Sometimes I wonder if the fact Oklahoma is called “the buckle on the Bible Belt” has something to do with the fact that most of its population spends a good five months of the year waiting for God to backhand them off the map. I wonder if living that close to your imminent destruction, year after year (because there is not a year without tornadoes) does something to a person– to their view on mortality, to the ability to believe in a being that is both infinitely powerful and infinitely merciful. There are no atheists in foxholes, they say, and I wonder how many there are in storm bunkers and bathtubs and hall closets– if it is less terrible to believe, curled up in the dark with the light coming in yellow-green under the crack in the door and the oncoming-train noise of the wind gaining volume outside, that there must be a reason that it isn’t coming for you. That there is Someone, somewhere, who is controlling when the funnel jumps.
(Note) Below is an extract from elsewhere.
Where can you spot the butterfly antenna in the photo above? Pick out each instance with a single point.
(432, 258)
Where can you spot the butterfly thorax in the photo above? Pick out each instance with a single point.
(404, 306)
Which is less cruel to believe: That some infinite brain spends the off-season deliberating over what to take when the warm fronts come sweeping out of the mountains again? Or that we are collateral damage in a war between winds? Is it easier when it’s senseless, or when it isn’t?
“Don’t worry,” our cheerful blonde tour guide assured my freshman group, the summer before I moved to Oklahoma. “No tornado has ever hit campus!” She sounded so confident; a hundred and ten years’ track record, that must mean something, right? It’s like playing Risk with my dad, and rolling five sixes in a row– “Come on,” he groans, “What are the odds–?!” and it makes him happy to be angry, so he forgets that every roll of the die is an independent event, not in any way related to the roll that came before it. Four sixes in a row do not make the odds of a fifth six any worse than 1/6. Tornadoes don’t carry road maps, and they don’t know where campus begins and ends. “Well, of course Norman’s never hit,” is how the joke begins– “I mean, Moore’s right there, right?”
There aren’t a lot of skyscrapers in Oklahoma City, or a lot of buildings over ten floors in Norman or Moore. They seem kind of embarrassing, somehow– no matter how big they are, they’re too small under the sky here. No matter how much space they take up, the clouds in silhouette swallow them. They’re visible from miles away, and from that distance they just look tiny. There’s no point. Babel would never have been conceived of in Oklahoma. Who the hell wants to build a tower to Heaven itself? You spend your life squinting into the heavens, waiting for the light to turn that sick, unnatural yellow and the clouds to sprout tumors and the wind to turn into a solid wall– and when it happens, you duck under the ground and clasp your hands over the top of your spine and try not to think about how little weight it would take to crush you, how inadequate a shield ten fingers are against the force of a god’s arbitrary fury. You don’t go seeking Heaven in Oklahoma– because the prospect’s just not as appealing when you’ve ended every summer of your life thankful that Heaven never found you.
Two years ago, I attended the university’s TED conference. A stormchaser was there, from the National Weather Center (which is on my campus), to talk about the tank-like red vehicle (“The Dominator”) which he is paid to drive into tornadoes. “It’s a great job,” was how he concluded his talk. “I don’t know, I guess you have to be a little crazy to do it. Anyway– see you guys next year.” He laughed. “…Or not.”